Have people stopped caring about brands? Dramatic as it sounds, over the past few years of a rapidly shifting socioeconomic landscape, this question has sparked debate, leading to deeper questions around what is shaping consumer perception and brand connection.
We are entering an age of ‘brand inertia’ in which consumers are choosing not to choose, and are actively disconnecting.
For brands trying to reach these consumers, issues such as fragmented audiences, demographic diversification and content hyper-fatigue have shown it is harder than ever to maintain an active investment, both financially and emotionally. Brand inertia therefore poses a risk and potential negative impact on commercial growth.
According to recent research by Grayling, 63% of the public opt for familiar brands over exploring all available options before making a purchase. While this might seem favourable on the surface, it underscores a crucial point – relying solely on prevailing sector drivers of price and convenience won’t propel an fmcg brand to the top of its (often cluttered) category.
To truly lead, fmcg brands need to forge deep connections through different touchpoints, understanding their audience and creating affinity.
How can brand managers ensure consumer engagement?
These challenges will lead brands to ask three big questions of themselves. Are previously engaged consumers suffering from brand burnout; are their behaviours stagnating; and do either of these scenarios create any positive opportunities? In answer to the last question, yes they do. But firstly, brand managers and communicators should interrogate their brand identity, the content they produce and the connection they have with their audience.
Are they carving a truly distinctive brand identity? A striking 75% of respondents perceive same-sector brands as indistinguishable, while 64% engage more with brands embodying personality and purpose.
Simultaneously, the data highlights consumers are becoming increasingly disengaged with certain types of communications. Generic brand emails and texts were deleted by over half of consumers, while two-thirds of those asked weren’t interested in standard advertising, self-serving newsletters and blogs.
This underscores the need for a tailored approach, so brands should be asking themselves: is their content truly resonating?

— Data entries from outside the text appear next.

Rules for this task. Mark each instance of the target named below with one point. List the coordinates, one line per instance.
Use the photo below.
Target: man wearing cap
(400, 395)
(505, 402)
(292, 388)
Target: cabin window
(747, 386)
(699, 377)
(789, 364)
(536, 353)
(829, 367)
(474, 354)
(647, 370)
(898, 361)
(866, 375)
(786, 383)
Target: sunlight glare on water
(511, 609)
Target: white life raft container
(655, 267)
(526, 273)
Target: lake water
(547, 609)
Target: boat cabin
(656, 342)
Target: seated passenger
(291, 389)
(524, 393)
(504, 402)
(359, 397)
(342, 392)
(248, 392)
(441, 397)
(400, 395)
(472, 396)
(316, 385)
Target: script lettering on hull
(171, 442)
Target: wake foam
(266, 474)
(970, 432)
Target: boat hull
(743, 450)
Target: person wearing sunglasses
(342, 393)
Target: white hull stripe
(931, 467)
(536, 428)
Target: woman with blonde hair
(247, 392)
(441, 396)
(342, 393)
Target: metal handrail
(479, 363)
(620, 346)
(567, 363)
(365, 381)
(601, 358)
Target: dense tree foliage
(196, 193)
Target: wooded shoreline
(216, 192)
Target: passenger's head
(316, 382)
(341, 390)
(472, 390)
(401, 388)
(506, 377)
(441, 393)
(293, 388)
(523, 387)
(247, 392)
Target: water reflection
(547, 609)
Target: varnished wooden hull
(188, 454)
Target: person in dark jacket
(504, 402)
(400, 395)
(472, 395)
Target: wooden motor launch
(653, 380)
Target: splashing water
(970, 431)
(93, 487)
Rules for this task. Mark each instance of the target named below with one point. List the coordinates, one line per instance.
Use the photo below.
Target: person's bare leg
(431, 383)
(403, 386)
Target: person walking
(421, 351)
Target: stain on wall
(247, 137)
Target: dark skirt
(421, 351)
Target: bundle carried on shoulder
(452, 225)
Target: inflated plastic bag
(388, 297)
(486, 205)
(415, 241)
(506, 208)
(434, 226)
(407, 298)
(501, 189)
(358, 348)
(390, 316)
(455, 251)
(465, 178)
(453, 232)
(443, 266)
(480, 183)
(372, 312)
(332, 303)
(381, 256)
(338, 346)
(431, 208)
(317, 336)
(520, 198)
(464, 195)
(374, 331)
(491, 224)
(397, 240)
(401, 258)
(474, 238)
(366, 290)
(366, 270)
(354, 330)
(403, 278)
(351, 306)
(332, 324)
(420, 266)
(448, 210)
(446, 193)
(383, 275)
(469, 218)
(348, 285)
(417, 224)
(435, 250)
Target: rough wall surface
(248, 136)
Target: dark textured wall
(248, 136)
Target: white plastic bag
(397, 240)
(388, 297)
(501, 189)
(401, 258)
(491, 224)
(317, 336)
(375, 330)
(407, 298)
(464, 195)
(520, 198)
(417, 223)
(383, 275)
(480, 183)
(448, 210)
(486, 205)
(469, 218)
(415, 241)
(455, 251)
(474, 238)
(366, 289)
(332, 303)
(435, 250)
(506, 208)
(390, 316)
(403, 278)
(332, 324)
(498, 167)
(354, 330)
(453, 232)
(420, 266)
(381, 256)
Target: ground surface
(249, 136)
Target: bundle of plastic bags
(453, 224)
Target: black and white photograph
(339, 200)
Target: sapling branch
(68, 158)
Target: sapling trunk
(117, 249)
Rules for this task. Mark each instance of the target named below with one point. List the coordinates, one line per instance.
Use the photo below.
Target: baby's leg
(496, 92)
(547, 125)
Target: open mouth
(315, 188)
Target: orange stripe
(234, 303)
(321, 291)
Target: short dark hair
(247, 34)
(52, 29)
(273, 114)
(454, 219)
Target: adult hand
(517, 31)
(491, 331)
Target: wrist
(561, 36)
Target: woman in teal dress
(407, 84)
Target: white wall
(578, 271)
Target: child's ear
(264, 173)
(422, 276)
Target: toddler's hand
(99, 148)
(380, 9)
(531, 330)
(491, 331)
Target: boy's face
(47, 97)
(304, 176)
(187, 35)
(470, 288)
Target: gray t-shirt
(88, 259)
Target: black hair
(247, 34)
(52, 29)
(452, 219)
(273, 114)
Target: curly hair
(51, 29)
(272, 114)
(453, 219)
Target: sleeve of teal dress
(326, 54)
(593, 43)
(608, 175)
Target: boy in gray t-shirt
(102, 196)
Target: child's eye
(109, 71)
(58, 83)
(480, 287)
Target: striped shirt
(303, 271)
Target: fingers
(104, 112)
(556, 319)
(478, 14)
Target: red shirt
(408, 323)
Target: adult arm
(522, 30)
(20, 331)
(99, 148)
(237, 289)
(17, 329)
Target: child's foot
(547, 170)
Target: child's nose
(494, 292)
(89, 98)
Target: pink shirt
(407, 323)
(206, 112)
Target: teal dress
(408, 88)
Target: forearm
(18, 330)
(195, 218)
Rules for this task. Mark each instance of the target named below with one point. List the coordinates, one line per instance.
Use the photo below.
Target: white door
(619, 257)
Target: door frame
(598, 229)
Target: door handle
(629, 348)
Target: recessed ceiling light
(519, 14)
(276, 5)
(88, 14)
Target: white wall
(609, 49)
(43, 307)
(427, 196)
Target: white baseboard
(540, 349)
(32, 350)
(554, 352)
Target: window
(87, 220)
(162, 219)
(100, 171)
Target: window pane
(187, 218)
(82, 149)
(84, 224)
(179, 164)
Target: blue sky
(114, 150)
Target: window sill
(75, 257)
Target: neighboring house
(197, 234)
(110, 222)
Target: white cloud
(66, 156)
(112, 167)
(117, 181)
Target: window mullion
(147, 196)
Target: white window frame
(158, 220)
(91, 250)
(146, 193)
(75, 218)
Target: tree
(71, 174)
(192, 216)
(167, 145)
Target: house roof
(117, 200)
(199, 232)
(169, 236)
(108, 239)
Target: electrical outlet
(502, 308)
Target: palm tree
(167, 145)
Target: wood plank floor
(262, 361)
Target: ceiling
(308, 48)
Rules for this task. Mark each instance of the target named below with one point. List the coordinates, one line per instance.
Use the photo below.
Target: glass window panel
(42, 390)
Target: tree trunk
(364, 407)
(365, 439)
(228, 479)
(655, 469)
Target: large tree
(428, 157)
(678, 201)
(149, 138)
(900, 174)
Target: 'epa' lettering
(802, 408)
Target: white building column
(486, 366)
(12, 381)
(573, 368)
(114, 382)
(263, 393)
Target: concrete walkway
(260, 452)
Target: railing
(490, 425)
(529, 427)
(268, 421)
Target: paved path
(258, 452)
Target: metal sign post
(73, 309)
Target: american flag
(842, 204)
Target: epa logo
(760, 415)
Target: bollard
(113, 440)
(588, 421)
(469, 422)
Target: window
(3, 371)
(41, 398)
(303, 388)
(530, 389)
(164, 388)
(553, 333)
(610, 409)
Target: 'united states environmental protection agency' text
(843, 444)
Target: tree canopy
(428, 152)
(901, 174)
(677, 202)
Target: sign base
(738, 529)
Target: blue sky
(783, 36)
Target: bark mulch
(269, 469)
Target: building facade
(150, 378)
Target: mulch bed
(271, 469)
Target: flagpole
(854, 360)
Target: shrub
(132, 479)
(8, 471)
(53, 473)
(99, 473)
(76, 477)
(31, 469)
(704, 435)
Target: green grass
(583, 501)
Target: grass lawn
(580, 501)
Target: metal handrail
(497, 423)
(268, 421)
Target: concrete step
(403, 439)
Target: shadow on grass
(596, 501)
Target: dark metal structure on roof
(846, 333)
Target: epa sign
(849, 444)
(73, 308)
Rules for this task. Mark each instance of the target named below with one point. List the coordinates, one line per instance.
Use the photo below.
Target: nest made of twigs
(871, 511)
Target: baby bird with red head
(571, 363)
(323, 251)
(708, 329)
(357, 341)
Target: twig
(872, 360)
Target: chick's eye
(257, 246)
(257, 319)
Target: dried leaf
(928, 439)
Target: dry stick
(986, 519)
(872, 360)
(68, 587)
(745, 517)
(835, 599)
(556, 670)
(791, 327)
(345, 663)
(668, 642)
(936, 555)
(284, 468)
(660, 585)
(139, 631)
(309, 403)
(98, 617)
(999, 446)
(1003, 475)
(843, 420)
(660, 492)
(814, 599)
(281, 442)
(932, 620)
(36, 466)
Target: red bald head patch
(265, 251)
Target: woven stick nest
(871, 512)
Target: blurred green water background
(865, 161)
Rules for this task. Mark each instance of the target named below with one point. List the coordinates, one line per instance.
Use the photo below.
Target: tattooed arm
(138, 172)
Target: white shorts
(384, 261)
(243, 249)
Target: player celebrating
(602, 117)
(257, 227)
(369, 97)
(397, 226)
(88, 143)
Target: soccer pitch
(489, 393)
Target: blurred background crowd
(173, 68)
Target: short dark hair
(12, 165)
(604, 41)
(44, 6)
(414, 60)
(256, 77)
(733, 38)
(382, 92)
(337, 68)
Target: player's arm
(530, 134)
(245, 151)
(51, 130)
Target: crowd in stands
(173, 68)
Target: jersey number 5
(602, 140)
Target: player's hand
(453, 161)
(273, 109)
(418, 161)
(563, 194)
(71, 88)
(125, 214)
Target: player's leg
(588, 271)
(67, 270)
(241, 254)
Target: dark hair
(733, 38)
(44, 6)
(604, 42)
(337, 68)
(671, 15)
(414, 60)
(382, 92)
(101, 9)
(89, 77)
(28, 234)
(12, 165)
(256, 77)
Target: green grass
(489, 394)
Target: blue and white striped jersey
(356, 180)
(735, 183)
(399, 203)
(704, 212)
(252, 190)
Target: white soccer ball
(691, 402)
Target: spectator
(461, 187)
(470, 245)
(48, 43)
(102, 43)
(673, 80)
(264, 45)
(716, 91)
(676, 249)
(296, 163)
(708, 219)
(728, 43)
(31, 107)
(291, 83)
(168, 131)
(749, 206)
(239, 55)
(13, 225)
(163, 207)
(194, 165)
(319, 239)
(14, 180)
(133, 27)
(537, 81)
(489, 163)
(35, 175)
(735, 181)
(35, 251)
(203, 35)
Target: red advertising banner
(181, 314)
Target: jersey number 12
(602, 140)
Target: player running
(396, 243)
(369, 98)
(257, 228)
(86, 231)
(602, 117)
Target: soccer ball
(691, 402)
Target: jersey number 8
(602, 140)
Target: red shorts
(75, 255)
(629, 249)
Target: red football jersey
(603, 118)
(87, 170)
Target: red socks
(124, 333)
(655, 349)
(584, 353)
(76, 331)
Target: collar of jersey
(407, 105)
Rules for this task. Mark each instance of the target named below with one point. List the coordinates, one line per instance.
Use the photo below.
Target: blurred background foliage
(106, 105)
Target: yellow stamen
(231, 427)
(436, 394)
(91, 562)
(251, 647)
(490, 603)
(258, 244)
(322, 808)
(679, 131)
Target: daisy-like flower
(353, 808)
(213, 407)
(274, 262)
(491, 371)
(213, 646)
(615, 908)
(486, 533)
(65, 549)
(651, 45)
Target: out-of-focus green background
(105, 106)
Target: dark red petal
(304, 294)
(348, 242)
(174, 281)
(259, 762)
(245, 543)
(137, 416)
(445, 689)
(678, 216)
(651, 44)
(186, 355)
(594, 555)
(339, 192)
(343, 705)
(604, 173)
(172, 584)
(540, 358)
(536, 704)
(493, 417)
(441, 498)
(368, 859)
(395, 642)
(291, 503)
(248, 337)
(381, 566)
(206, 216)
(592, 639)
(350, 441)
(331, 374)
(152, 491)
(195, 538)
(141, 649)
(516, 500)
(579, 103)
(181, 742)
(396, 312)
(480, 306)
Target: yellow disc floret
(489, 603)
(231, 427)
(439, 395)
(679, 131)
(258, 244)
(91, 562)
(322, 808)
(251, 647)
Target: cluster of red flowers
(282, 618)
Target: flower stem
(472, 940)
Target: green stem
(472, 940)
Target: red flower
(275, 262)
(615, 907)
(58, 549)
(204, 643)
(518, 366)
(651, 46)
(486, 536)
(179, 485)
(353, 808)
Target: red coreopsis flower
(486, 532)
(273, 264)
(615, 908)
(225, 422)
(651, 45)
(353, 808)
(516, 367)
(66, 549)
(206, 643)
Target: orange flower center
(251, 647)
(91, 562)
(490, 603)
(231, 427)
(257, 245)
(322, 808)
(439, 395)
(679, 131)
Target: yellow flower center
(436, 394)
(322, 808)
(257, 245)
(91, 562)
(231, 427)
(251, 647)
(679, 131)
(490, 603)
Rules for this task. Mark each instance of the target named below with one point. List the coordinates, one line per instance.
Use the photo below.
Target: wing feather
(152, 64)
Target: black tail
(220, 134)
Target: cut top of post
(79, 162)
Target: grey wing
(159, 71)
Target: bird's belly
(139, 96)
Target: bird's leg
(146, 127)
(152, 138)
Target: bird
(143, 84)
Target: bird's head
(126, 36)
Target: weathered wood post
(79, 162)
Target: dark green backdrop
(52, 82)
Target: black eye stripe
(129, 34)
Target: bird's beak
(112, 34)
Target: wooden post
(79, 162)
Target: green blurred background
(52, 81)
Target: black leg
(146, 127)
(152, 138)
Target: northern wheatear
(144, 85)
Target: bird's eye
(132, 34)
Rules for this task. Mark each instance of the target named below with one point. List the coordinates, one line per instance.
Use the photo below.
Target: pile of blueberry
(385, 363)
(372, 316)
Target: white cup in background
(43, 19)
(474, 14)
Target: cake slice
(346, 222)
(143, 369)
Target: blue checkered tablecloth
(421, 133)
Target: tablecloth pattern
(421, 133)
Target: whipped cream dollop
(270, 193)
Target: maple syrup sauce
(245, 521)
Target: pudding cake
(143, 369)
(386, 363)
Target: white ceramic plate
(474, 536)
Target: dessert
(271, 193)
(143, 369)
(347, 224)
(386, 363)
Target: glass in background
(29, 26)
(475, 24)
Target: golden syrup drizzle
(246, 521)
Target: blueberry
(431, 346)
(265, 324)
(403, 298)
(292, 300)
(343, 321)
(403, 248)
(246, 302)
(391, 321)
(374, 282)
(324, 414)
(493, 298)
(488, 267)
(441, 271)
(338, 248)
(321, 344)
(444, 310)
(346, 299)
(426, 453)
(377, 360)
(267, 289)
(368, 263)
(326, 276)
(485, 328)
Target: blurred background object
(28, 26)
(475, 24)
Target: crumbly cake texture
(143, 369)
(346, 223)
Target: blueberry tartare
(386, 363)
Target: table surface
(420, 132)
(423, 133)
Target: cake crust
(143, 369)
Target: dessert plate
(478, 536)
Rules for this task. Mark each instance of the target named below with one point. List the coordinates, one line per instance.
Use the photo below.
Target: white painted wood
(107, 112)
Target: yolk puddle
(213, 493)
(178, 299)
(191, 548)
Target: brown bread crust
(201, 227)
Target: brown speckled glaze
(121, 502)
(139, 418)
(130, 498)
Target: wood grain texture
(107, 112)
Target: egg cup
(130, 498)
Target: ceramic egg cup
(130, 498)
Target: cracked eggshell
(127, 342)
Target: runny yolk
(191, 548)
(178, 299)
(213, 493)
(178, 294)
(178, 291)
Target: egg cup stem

Fmcg brands must resonate with consumers
Finally, are they forging authentic connections with consumers? This is vital, as 56% cannot recall a brand they genuinely connect with or that understands them. This prompts a profound revaluation of fmcg brands’ ability to foster meaningful associations and experiences.
Based on this research, three strategic recommendations emerge as a result. Firstly, by focusing on brand identity, brands can enhance their position through clarifying and distinguishing their value against competitors.
Authenticity is crucial in a trust-given landscape, so it’s important to integrate a brand’s purpose genuinely. Second, elevate your brand by borrowing equity through strategic partnerships and authentic associations for ROI, as co-branded collaborations and budget-friendly alliances offer exciting opportunities to reach and resonate effectively.
Lastly, optimise your content strategy to cut through overload with tailored, audience-first content across channels. Invest in measurement and maximise what works.
By taking these steps to reinforce their identity, foster connections, and embrace audience-centric strategies, fmcg brands can navigate the challenges posed by brand inertia and gain a real advantage over their competitors.